Reminds me of FoundationDB and Antithesis[0].

[0]: https://www.warpstream.com/blog/deterministic-simulation-tes...

dm3 2 days ago | parent | prev [-]

Disadvantages don't list performance hit for proxying every operation through another indirection layer. Can this sort of interface be implemented with zero overhead in Rust?

benschulz 2 days ago | parent | next [-]

Most approaches, I assume, will leverage conditional compilation: When (deterministic simulation) testing, use the deterministic async runtime. Otherwise, use the default runtime. That means there's no (runtime) overhead at the cost of increased complexity.

I'm using DST in a personal project. My biggest issue is that significant parts of the ecosystem either require or prefer your runtime to be tokio. To deal with that, I re-implemented most of tokio's API on top of my DST runtime. Running my DST tests involves patching dependencies which can get messy.

imtringued 2 days ago | parent | prev | next [-]

It doesn't, because nothing in the article indicates performance hits. It doesn't even mention "proxying every operation through another indirection layer".

The article is about organizing a distributed/multithreaded system for deterministic execution and fault injection. It's like refactoring a codebase for unit testing. It shouldn't slow anything down and even if it does, the overhead should be laughably small.
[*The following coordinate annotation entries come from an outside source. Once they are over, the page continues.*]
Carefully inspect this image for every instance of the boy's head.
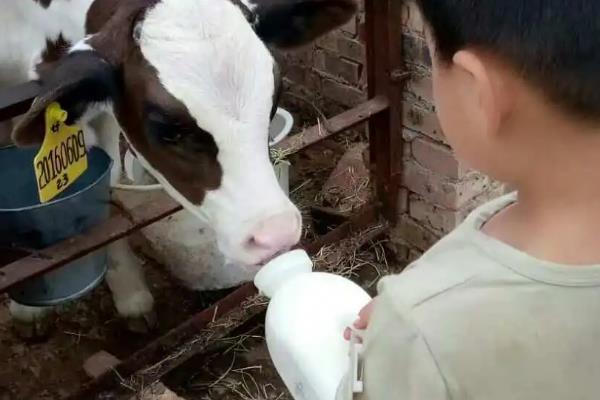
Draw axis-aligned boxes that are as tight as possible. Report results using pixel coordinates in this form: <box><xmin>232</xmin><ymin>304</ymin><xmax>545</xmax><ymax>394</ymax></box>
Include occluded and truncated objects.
<box><xmin>416</xmin><ymin>0</ymin><xmax>600</xmax><ymax>180</ymax></box>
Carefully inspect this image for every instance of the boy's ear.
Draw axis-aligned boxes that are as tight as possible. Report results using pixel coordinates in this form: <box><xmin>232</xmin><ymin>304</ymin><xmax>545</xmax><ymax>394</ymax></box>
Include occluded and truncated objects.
<box><xmin>251</xmin><ymin>0</ymin><xmax>356</xmax><ymax>48</ymax></box>
<box><xmin>452</xmin><ymin>50</ymin><xmax>510</xmax><ymax>136</ymax></box>
<box><xmin>12</xmin><ymin>50</ymin><xmax>118</xmax><ymax>146</ymax></box>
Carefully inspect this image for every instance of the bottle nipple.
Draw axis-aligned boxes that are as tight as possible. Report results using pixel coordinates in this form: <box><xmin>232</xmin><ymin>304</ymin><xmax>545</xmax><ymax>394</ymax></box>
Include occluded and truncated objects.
<box><xmin>254</xmin><ymin>250</ymin><xmax>313</xmax><ymax>298</ymax></box>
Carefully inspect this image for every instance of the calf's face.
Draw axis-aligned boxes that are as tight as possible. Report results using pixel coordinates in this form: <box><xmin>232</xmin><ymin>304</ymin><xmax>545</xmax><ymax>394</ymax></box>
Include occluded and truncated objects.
<box><xmin>14</xmin><ymin>0</ymin><xmax>354</xmax><ymax>265</ymax></box>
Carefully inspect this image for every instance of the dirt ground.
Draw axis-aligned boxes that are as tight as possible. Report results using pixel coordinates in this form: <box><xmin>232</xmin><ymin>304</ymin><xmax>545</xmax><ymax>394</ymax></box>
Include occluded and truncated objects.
<box><xmin>0</xmin><ymin>97</ymin><xmax>398</xmax><ymax>400</ymax></box>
reitzensteinm 2 days ago | parent | prev | next [-]

See Tokio's Loom as an example: https://github.com/tokio-rs/loom

In development, you import Loom's mutex. In production, you import a regular mutex. This of course has zero overhead, but the simulation testing itself is usually quite slow. Only one thread can execute at a time, and many iterations are required.

vlovich123 2 days ago | parent | prev [-]

I would expect it to be possible depending on how you do it. I would think you just instantiate a different set of interfaces for DST while keeping production code running on a different thing. It’s a little trickier if you also want DST coverage of the executor itself.

With antithesis that’s all guaranteed of course since you’re running on a VM and the abstraction is a lot lower level.